Tempo
fa, il prof. Pierre
Barbet, chirurgo dell’Ospedale "Saint Joseph" di Parigi era ospite del card. Eugenio Pacelli in Vaticano, e
gli raccontò che –in base alle sue ricerche– si poteva essere certi che la
morte di Gesù Cristo era avvenuta per “contrazione
tetanica di tutti i muscoli” e poi “per
asfissia”.
E l’allora
card. Pacelli, impallidì di dolore e gli rispose: «Non ne sapevamo nulla;
mai nessuno ce ne aveva fatto parola ».
E poi sussurrò: «è
la conferma che il figlio di Dio patì sulla croce come preannunciato da Lui
stesso ai suoi discepoli sulla via di Emmaus».

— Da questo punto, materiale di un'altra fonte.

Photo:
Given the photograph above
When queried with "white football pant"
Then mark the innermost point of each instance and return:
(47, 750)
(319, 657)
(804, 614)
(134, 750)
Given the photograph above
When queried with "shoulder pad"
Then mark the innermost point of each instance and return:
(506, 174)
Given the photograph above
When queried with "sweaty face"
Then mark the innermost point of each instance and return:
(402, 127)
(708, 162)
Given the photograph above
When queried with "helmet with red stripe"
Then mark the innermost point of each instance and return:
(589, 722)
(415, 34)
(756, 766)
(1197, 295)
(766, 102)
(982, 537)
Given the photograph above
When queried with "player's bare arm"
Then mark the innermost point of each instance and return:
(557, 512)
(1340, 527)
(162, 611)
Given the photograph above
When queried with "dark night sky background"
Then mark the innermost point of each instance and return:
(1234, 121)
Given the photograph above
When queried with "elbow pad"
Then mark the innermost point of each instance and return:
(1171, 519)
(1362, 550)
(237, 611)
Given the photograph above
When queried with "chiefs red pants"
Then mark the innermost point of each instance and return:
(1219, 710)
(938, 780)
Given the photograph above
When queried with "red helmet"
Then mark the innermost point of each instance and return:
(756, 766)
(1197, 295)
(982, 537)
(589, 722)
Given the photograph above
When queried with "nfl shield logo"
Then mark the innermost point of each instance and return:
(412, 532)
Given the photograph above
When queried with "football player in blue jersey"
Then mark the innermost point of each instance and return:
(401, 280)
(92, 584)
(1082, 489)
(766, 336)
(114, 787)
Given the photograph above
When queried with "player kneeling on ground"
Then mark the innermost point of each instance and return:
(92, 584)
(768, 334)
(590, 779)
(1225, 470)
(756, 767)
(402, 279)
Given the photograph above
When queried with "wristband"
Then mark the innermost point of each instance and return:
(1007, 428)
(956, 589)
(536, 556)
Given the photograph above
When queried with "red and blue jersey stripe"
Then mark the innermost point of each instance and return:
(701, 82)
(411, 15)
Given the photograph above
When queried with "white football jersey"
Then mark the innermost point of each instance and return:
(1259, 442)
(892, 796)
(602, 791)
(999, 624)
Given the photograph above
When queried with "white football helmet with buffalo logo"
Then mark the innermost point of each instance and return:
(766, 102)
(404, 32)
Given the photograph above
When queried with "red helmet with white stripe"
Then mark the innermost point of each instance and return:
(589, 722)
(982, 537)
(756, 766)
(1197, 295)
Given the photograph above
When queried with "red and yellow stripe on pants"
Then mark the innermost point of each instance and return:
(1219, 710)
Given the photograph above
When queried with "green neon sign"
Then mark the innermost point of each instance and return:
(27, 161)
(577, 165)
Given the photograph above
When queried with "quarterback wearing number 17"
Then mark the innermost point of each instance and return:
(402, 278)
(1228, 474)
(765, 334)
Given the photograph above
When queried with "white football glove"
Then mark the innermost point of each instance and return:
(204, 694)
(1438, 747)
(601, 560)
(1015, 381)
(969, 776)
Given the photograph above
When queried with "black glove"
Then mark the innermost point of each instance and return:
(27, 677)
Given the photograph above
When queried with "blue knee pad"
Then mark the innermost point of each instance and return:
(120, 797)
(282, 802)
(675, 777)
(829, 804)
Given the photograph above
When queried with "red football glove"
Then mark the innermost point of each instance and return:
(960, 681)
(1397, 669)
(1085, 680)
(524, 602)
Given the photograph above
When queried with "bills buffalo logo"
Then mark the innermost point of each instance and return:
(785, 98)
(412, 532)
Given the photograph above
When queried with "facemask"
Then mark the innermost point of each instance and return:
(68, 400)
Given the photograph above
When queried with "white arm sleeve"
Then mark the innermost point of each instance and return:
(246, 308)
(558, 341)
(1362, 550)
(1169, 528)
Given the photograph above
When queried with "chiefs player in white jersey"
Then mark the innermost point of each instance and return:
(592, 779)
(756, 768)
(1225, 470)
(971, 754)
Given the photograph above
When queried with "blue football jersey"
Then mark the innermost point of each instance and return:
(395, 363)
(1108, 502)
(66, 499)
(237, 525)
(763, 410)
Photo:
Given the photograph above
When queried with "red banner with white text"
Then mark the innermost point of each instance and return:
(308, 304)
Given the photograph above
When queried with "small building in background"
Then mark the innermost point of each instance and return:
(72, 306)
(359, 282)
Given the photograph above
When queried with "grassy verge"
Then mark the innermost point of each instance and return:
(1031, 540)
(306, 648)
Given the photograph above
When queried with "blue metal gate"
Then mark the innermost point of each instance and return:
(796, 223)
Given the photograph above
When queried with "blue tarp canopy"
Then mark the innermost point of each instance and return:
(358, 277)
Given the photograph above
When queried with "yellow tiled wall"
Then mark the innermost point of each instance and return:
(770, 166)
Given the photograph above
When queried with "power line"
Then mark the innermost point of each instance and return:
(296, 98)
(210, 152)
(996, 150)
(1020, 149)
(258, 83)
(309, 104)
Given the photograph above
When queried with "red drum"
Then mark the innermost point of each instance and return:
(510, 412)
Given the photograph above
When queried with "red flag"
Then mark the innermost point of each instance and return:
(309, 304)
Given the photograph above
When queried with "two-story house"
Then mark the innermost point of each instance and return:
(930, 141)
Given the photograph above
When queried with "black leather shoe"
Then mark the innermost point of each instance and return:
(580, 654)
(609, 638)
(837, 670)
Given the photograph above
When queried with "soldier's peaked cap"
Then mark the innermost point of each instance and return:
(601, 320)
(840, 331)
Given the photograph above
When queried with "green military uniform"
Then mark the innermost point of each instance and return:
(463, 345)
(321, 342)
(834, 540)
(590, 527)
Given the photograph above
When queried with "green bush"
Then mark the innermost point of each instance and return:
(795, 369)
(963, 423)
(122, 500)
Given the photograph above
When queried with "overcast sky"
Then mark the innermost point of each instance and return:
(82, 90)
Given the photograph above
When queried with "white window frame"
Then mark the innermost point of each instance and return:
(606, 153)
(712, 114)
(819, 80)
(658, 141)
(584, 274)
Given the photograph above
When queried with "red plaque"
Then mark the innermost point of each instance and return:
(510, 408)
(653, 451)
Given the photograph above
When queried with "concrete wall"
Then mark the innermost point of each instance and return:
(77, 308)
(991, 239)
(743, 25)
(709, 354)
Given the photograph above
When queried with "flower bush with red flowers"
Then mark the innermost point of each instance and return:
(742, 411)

Ritornato nel suo studio, il prof. Barbet decise
di stendere un vero e proprio rapporto scritto dal punto di vista medico, della
Passione di Nostro Signore Gesù Cristo.
«Si tratta –spiega il prof. Barbet– di un argomento il cui pensiero non mi ha mai
abbandonato da più di venti anni, giungendo talvolta sino ad ossessionarmi.
Esiste forse al mondo oggetto di meditazione più importante per l’uomo di
queste sofferenze, in cui si concretizzano due Verità misteriose, le sole che
veramente importino all’uomo, l’Incarnazione e la Redenzione? È necessario e
sufficiente, evidentemente che egli vi aderisca con tutta l’anima sua e ne
tragga lealmente la sua norma di vita. Ma in questo evento unico, che è il
punto culminante della storia umana, il più piccolo particolare acquista, a
mio giudizio, un valore infinito e non dev’essere trascurato anche quando la
concisione degli Evangelisti ci riduce a costruire su basi scientifiche, e non
più scritturali ed ispirate, ipotesi più o meno solide».
I teologi
possono descrivere le sofferenze morali che accompagnano la Passione del
Salvatore, dall’agonia del Getsemani, dove Egli rimase a pregare, oppresso
sotto il peso dei peccati del mondo, sino all’abbandono del Padre che sulla
Croce gli strappava quello straziante gemito: «Eloi, Eloi, lamma sabactani!» ma qualora quei teologi ed
esegeti volessero spingersi alla narrazione delle sofferenze fisiche di Gesù,
si dovrebbero fermare davanti alla evidente difficoltà di poter spiegare –con
le parole– di ciò che è avvenuto per renderci partecipi.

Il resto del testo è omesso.